The Daily Glance

Michael Slosek's A Sequence for Cinematic History raises many questions, and the questions begin with the title due to the preposition for. For--is the chapbook a sequence to be added to something called Cinematic History? Is the sequence something be presented like a gift to cinematic history like a little known story? The questions continue in the chapbook. Are we reading sequences that are inspired by films or a film? Are we reading poetry influenced by film techniques so that they seem cinematic? Are these poems showing film makers what they could do with language using techniques they are already familiar with? Is the chapbook showing us how we've become so conditioned by film that we can only see our own images through film techniques? The poems in the chapbook seem just out of focus, so that we could say they consist of signs or images fragmented or just not seen clearly.*** Ultimately, I'd like to see this chapbook as part of a longer book to see if that would narrow the amount of questions or add new ones.

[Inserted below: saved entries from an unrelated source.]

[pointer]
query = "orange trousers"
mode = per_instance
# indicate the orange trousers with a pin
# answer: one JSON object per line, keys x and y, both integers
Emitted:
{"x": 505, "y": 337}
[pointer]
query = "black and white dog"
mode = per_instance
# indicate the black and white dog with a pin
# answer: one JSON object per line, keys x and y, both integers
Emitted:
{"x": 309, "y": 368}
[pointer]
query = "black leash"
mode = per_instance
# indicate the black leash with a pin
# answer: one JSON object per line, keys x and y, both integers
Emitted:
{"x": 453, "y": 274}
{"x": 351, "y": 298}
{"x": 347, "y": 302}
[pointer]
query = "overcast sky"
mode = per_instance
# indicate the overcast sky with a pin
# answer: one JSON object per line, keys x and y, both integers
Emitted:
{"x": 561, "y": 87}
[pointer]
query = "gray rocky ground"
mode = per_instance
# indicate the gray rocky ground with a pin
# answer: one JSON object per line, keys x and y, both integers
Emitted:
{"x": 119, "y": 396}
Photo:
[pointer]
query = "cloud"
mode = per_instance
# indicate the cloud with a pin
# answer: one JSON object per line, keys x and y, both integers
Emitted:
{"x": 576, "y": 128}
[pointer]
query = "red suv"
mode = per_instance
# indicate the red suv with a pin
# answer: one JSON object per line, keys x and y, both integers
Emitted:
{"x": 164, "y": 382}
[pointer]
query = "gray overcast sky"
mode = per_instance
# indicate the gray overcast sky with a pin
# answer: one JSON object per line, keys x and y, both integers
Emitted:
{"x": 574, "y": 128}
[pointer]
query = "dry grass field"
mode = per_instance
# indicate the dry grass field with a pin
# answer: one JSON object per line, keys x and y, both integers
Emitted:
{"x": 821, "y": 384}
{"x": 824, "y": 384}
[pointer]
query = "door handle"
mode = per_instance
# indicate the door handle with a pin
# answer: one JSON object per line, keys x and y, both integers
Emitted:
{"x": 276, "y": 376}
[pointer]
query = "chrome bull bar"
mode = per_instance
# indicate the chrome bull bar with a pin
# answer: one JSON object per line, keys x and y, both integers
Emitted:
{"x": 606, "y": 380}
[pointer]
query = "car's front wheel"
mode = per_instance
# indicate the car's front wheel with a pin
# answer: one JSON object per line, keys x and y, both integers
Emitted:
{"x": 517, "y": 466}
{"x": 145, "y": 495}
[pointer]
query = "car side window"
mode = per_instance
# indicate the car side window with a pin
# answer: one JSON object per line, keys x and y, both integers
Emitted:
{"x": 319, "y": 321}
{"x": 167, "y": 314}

*** The out of focus feeling reminds me of a repeating scene in Wong Kar-Wai's Fallen Angels. Since I don't know Chinese, I was watching the film with subtitles, and there was a scene that kept repeating in which we see a sign on the outside of a building near an elevated train. The sign is in Chinese, and I wanted to know what it said and knew that it was important, but I felt cut of from it as if it was out of focus.